I work in my moleskine whenever I get the chance.  Some of the pages are half finished or just scribbles.  I would ripped these pages out.  I have gotten so frustrated with the process of not executing the technique correctly or a mistake was made that would make me feel why do I even try.  Then the frustration would take over and I would throw a fit like a small child not getting their way.

I am not telling you  this to make myself look silly or to say "I feel your pain".  I am telling you this because I believe all of us go through the frustration of a piece not looking "just right". 

My moleskine is not something I am going to put on display.  It is not a piece of art work to be shared with the world ; saying that it is not something I hide either.  So because of that I think somewhere in the back of my mind I was thinking I only want the "good stuff" to be in it.  That is something I need to forget.  A journal (moleskine) is a thing to practice the new techniques, new ideas, goals I am trying to achieve.  It is not just for "The Good Stuff" it is for me to look back on and see the progress I have made.  How in the world am I going to know how far I have come if I keep throwing out the icky stuff. 

It is time to embrace my mistakes as well as my triumphs.  Life is like that; full of mistakes and achievements.  These are our bench marks of our life.  Remember mistakes are just that mistakes nothing more and nothing less.  They are how we learn.  Now take that thought into your art.  I love taking classes online.  I like learning these new and wonderful techniques and then tweaking them to what my style is.  I cannot do this without making mistakes, without failing.  Be courageous with your art.  Allow those mistakes to be your bench marks that you look back on and say wow; I have grown. 

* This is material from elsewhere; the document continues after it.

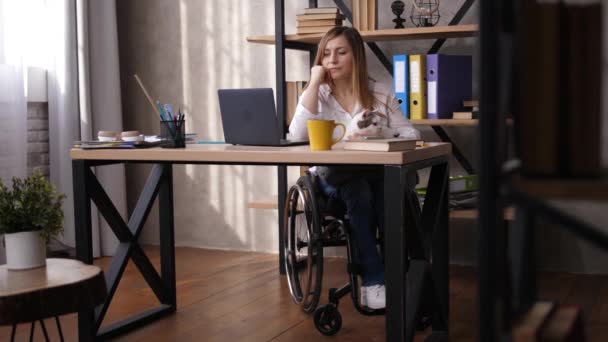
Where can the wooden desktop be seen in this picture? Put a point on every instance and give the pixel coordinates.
(400, 258)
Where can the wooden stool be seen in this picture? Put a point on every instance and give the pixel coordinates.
(63, 286)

Failing is part of the process, that is where we begin to learn.   Getting the nose just right, mixing that glaze with this paint and so on.  Until you practice and practice the skill will not be yours.  So I will repeat myself because I truly think it is that important.  Embrace those mistakes and practice and practice until that technique skill is yours.  The journey is so much more then just triumphs.  I believe life is as well. 

Enjoy your weekend and make something practice something.  More importantly embrace yourself; all of yourself flaws and all.

3 comments:

Jackie said...

I could just hug you right now!! I am so glad that someone feels like me. I had worked with paper clay last week and it was not pretty. I came out of my studio covered in clay and declaring that I was done with ART.I had a toddler fit too because it is so hard to be a beginner.It's easier when your a child but as adults oh so hard. I wanted it to be "pretty";). Art is teaching me that I will have to put in the hours if I want to make something that is "pretty" and wanting me to discover myself. Thank you so much for sharing this. Embrace mistakes - I will if you will.
Hugs!!!

Socrates said...

Very well said, wonderful lady. It's hard to believe you could do bad art, or stuff that the rest of us wouldn't drool over. It is a wonderful article, very wise.

Arlene said...

Oh my gosh! This post so hit home with me. I think those same thoughts - I have been sorely tempted to tear out pages from my moleskine because they are "ugly". LOL. It is so good to know I am not alone in this. Thanks for reminding me that we need to give ourselves permission to make "bad art" because that is the only way we can learn to make good art - by practicing and sometimes failing. Thank you. I really needed this reminder today!